Maven doesn't allow execution of arbitrary code at install-time, which curbs a large number of potential supply-chain attacks.

Because of the JVM and JARs being mostly self-contained Maven doesn't really need to worry about system or runtime dependencies (unless you're using Scala...). This allows Maven to be a 'dumb' package manager that relies on simple semantics (no hidden specially-generated indices, for example) and be fairly successful. Of course, there's an internal battle of whether Gradle or Maven is superior, but they both rely on the same distribution and packaging specifications.



Maven doesn't have this problem because maven central is too obtuse for hackers to use, and Enterprise Java developers don't ever update their dependencies. It's actually to their benefit, but it's for the wrong reasons.


> Maven doesn't have this problem because maven central is too obtuse for hackers to use

I have many gripes with Sonatype but Maven Central isn't really one of them. The fact you can publish a packages to the likes of PyPI, npm Registry, or Docker Hub with 0 friction makes those places very attractive to spammers and bad actors. Maven Central having a higher barrier of entry is a feature.

IIRC Brian Fox, the CTO of Sonatype, was actively involved with Maven in the early days and was part of the decision for Maven packages to use domains for namespaces. Namespaces are another valuable feature of Maven that makes supply-chain attacks like typo-squatting harder to pull off.


The real reason was the second one. That was just a cheap dig at their UX. Both were cheap digs, but also both true.


Lol, I knew you were mostly joking — but you also weren't wrong.

At the same time, some people genuinely shit on Maven Central and think that it's inferior to other registries.

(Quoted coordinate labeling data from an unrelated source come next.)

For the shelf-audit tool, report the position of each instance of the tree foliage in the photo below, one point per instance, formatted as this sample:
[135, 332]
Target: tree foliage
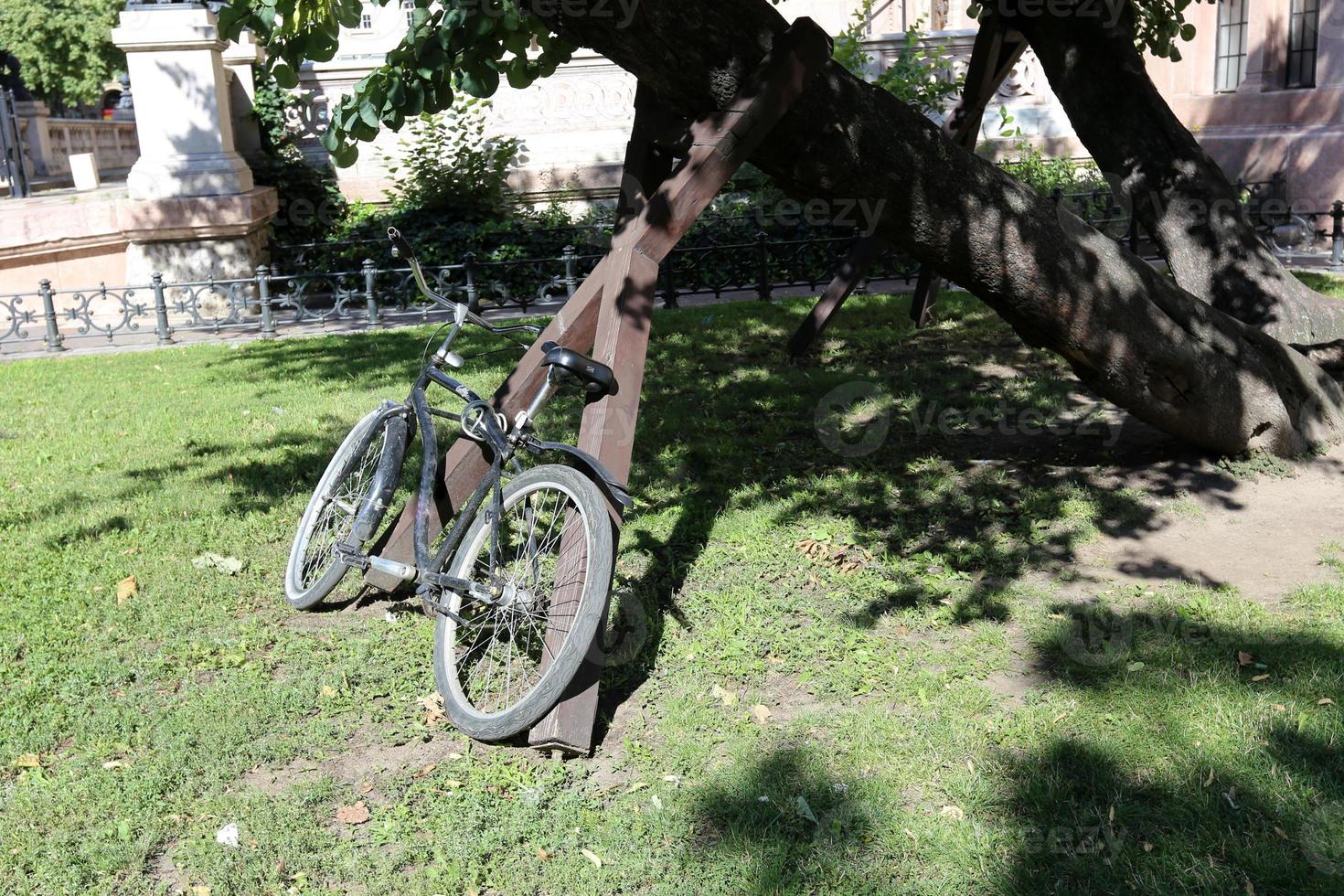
[311, 203]
[465, 46]
[920, 76]
[65, 48]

There's a real problem with maven central and java in general that there's no correlation between the package name - which is nicely domain-name formatted - and actual domain names. If there were a clear "this is really thai domain name and DNS verified" and "this is compatible but not DNS verified" marker, it would be great.

I think golang has the best answer for this, where it's easy to impersonate but it has to be explicit.


Yeah, it's far from perfect but it does get a lot right. It's painful watching all these new package management tools like pip and npm completely ignore what came before them.

I think Go's approach is interesting, though it does rely on some magic that isn't immediately obvious. I agree that being explicit is a tremendous benefit: it avoids the attack used here, and makes it less likely for typo-squatting to succeed (e.g., `npm install axiod`).